ALTERNATİFSİZ YOL: “KONUŞMAK”

Etkinlikte konuşan Ardıç Dayanışma Derneği Yönetim Kurulu Başkanı Soner Çalış, “Kadıköy Birlikte Yaşam Festivali özü itibariyle Türkiyelilerin, farklı mülteci/göçmen topluluklarla dayanışma örnekleriyle; daha da önemlisi birlikte yaşamın mümkünlüğüyle karşılaşmasının bir zemini olarak görülmüştür Ardıç Dayanışma Derneği tarafından.  Öte yandan bu toprakların kadim haklarının her daim heybesinde taşıdığı ve dost halklarla bir an bile tereddüt etmeden, büyük bir içtenlikle paylaştığı muazzam bir kültürel mirası var. Bu birikimi içtenlikle kucaklamayı, dostluğun ve birlikte yaşamın zorunluluğu olarak görüyor; toplumların birbiriyle konuşmasının her zaman anlaşmaya, bu şekilde de birarada yaşabilmeye giden en doğru ve alternatifsiz yol olduğunu düşünüyoruz.  Kaldı ki; göçmenlere karşı ayrımcılık, mesafe koyma, iletişimden kaçma ve hoşgörü kılığında kayıtsız kalma politikaları bu zamana kadar bizleri güvensizlik ve şiddetin her biçimini yeniden üretmekten başka bir işe yaramadı. Özellikle Suriyeli mülteciler üzerinde cisimleşmiş rahatsızlıklar ve gelecekteki sıkıntılardan çıkışın tek yolu ayrışma eğilimlerini reddetmekten geçiyor. Kadıköy Birlikte Yaşam Festivali, İstanbul’da yaşayan eski ve yeni göçmenlerin öteki olarak yeni ötekilere yaklaşma alanı; göçmenlik deneyimlerinin ve göç belleğinin ortaya çıktığı daha da güzeli birlikte yaşam müzakeresinin yapılabildiği bir mekân olarak düşünülmüştür.” dedi.
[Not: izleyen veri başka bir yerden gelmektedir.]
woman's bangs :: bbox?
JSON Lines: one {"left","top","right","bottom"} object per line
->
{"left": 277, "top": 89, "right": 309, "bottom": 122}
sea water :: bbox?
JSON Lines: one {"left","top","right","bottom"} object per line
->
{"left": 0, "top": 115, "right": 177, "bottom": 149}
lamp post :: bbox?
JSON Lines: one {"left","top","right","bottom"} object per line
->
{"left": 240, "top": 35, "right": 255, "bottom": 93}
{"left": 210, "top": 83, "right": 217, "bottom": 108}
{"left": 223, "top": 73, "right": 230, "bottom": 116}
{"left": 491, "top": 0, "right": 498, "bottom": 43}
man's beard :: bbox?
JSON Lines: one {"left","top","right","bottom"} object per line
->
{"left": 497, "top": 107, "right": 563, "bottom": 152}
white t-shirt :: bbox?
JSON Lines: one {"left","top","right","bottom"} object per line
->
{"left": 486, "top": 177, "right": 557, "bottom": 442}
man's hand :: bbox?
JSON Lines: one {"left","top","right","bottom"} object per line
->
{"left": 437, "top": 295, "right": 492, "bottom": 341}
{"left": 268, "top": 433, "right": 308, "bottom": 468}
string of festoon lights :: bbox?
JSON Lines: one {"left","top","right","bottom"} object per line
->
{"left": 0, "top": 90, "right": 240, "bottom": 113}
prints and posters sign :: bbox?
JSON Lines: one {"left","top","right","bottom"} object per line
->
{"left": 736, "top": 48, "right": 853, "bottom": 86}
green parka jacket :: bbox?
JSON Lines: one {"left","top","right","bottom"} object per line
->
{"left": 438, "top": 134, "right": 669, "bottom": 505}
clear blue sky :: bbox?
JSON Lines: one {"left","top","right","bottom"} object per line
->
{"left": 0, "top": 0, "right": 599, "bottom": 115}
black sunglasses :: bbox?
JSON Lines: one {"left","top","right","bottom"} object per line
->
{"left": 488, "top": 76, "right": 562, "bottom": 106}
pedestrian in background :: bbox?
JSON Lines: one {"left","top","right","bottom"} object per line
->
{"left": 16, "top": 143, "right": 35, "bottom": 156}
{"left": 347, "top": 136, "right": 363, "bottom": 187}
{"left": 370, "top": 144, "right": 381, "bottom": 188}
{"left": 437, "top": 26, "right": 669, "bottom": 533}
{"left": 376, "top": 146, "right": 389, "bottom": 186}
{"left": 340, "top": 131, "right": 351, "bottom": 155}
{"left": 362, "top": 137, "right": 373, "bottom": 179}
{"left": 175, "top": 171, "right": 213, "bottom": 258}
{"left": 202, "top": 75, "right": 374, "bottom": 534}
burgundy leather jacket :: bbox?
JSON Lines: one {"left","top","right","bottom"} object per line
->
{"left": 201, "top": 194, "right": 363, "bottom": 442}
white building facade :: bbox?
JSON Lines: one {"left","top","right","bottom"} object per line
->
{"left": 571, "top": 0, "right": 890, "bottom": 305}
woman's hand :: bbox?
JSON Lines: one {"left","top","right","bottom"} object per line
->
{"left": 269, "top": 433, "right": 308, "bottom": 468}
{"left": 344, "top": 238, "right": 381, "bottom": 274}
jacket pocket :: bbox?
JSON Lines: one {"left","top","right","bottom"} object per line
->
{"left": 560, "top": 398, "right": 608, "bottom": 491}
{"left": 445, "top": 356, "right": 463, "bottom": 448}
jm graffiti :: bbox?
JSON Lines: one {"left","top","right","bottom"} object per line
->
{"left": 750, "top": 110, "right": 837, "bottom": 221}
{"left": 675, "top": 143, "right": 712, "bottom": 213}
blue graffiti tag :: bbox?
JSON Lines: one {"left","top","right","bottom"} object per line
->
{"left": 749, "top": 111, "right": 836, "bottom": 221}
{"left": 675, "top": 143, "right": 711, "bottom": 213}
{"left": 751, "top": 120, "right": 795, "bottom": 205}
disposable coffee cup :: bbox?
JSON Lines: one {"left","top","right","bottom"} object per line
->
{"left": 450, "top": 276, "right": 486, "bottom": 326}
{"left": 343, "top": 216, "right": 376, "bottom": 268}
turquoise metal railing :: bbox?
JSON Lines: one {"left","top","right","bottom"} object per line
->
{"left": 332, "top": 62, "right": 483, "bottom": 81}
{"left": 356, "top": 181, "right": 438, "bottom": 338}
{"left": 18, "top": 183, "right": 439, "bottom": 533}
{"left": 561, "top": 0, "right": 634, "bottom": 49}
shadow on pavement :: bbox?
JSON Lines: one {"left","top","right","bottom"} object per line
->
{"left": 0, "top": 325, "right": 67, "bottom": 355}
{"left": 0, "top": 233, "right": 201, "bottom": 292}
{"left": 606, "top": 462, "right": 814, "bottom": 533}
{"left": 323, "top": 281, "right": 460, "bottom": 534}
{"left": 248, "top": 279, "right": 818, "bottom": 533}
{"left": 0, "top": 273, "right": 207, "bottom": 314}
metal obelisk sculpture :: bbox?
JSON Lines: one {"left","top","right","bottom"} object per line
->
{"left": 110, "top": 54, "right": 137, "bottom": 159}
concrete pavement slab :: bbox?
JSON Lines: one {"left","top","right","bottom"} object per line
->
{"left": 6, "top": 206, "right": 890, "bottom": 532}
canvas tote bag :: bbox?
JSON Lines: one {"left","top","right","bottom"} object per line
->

DOĞRU BİLDİĞİMİZ YANLIŞLAR

Etkinlikte “Göçmenlik ve Doğru Bilinen Yanlışlar” adlı forumda, bazı haber portallarında ve özellikle sosyal medyadan dolaşıma sokulan Türkiye vatandaşlarına tanınmayan bazı ayrıcalıkların mültecilere tanındığıyla ilgili yanlış haberler konuşuldu. Forumun moderatörü Hakan Alp doğru bilinen yanlışları şöyle sıraladı: “Türkiye’de nefret söylemiyle ilgili yapılan bir araştırmaya göre söylemin yöneltildiği kişilerin yüzde 24’ü farklı etnik kimliğe sahip, yüzde 19’u farklı siyasal kimliklere yönelik insanlara, yüzde 16’sı cinsel yönelime yönelik, yüzde 16’sı ise dini inançlara yönelik. Bu nefret söylemi medya aracılığıyla da pompalanıyor. Medyada sürekli dile getirilen artık doğru bilinen yanlışlar var. İlki ve en yaygını ‘Suriyeliler devletten maaş alıyor’... Suriyelilere verilen Kızılay kartlarının üzerinde Avrupa Birliği logosu bulunuyor. Logonun bulunduğu kartların finansmanı Avrupa Birliği’nden. Yani Suriyeliler hazineden yardım almıyor. Bir diğeri ‘Suriyeliler istediği üniversiteye sınavsız giriyor’. Üniversiteler konusunda Suriyelilere özel bir düzenleme yok. Dünyanın her yerinden Türkiye’ye gelen öğrenciler, yabancı öğrencilerin girdiği bir sınava dâhil edilerek üniversiteye alınıyor. Son zamanlarda ‘Suriyeliler arabalarına vergi ödemiyor’ da deniliyor. Vergiden muaf olan araçlar MTV kanununda belirlenmiştir. Sigorta yapmaması durumunda zaten trafiğe çıkamıyor araçlar. Bir de ‘TOKİ evleri Suriyelilere bedavaya verilecek’ meselesi var. Bu da başka bir yalan. TOKİ’ye başvurmanın zaten ilk şartı TC vatandaşı olmak... Vatandaşlığa geçirilenlerin sayısı ise oldukça az.”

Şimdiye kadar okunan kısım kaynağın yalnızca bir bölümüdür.